Toutefois, cette nouvelle requête ne comporte pas, s’agissant du relogement de la requérante, des conditions de l’intervention du 9 septembre 2025 et de sa liberté d’aller et venir, d’éléments nouveaux permettant de caractériser l’existence d’une atteinte grave et manifestement illégale portée par l’administration à une liberté fondamentale. Si la requérante soutient que le placement en chenil de ses chiens, qui constituent un soutien affectif et thérapeutique indispensable, a été présenté par l’ARS comme une condition de son relogement, une telle mesure, présentant un caractère temporaire et résultant de la nécessité de réaliser les travaux nécessaires à la levée de l’arrêté du 29 août 2025, n’est pas constitutive d’une atteinte grave et manifestement illégale à une liberté fondamentale.

Il résulte de ce qui précède, sans qu’il soit besoin de se prononcer sur la condition d’urgence, que les conclusions de la requête de Mme A... aux fins de suspension de toute mesure d’expulsion, d’entrave, de saisie d’animaux ou d’atteinte à la vie privée peuvent être rejetées par application de l’article L. 522-3 du code de justice administrative.

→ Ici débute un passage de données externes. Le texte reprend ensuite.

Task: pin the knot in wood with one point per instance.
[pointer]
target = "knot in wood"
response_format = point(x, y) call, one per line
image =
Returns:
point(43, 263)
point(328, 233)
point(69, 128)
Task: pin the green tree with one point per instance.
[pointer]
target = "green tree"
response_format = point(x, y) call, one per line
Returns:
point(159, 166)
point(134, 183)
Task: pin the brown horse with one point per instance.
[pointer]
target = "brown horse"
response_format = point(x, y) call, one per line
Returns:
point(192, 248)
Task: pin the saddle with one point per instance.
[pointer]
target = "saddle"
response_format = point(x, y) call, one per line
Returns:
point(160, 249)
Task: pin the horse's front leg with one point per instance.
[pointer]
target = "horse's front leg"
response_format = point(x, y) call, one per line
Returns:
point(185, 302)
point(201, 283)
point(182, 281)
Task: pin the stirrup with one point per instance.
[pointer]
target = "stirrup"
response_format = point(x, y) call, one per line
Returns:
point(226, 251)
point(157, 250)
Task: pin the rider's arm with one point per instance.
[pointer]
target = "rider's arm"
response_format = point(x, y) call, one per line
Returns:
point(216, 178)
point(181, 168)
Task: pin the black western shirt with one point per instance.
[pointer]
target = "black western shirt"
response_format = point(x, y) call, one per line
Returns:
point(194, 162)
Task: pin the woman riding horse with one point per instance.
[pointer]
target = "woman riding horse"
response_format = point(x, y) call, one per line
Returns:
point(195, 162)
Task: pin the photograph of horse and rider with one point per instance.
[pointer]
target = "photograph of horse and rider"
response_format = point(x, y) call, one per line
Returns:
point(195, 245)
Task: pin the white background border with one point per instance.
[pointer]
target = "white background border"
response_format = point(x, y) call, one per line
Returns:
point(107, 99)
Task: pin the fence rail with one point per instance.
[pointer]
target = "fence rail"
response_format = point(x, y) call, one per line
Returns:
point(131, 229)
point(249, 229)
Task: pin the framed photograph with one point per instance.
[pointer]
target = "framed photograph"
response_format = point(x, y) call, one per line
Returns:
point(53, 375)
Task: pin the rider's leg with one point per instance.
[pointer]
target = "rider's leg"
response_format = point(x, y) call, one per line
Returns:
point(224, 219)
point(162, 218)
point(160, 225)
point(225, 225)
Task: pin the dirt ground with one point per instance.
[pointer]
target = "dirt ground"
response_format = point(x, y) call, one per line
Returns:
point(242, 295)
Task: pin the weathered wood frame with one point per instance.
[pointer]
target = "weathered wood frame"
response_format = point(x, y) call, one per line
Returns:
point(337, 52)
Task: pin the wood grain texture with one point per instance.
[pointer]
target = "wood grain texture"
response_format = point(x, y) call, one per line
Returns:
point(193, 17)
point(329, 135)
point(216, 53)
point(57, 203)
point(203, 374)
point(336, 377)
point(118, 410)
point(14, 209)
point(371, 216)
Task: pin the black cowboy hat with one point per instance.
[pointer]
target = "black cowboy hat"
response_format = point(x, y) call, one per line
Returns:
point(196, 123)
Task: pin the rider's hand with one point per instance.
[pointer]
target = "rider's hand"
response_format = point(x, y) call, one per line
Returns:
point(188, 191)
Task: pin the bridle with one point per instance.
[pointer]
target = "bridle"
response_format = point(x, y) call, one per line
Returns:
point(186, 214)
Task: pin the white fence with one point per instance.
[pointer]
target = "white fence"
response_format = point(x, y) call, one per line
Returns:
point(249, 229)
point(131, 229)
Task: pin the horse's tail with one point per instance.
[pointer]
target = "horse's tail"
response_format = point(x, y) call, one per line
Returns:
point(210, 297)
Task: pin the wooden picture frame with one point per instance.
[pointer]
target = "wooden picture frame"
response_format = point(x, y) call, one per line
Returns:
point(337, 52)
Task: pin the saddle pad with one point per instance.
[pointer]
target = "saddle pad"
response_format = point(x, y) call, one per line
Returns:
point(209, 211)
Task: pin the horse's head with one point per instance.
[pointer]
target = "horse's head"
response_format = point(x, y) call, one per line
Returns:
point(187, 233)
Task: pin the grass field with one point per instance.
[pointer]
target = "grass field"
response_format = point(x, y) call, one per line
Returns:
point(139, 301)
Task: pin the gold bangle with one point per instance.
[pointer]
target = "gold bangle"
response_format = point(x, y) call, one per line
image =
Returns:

Il en va de même, par voie de conséquence, de ses conclusions aux fins d’expertise, de ses conclusions aux fins d’injonction sous astreinte, en tout état de cause, de ses conclusions tendant au bénéfice d’une provision en réparation de ses préjudices, ainsi que de celles présentées au titre de l’article L. 761-1 du code de justice administrative.


O R D O N N E :


Article 1er : La requête de Mme A... est rejetée.

Article 2 : La présente ordonnance sera notifiée à Mme B... A....

Copie en sera adressée, pour information, au préfet de la Meuse.

Fait à Nancy, le 15 septembre 2025.

Le juge des référés,





B. Coudert

La République mande et ordonne au ministre de l’aménagement du territoire et de la décentralisation en ce qui le concerne ou à tous commissaires de justice à ce requis en ce qui concerne les voies de droit commun contre les parties privées, de pourvoir à l'exécution de la présente ordonnance.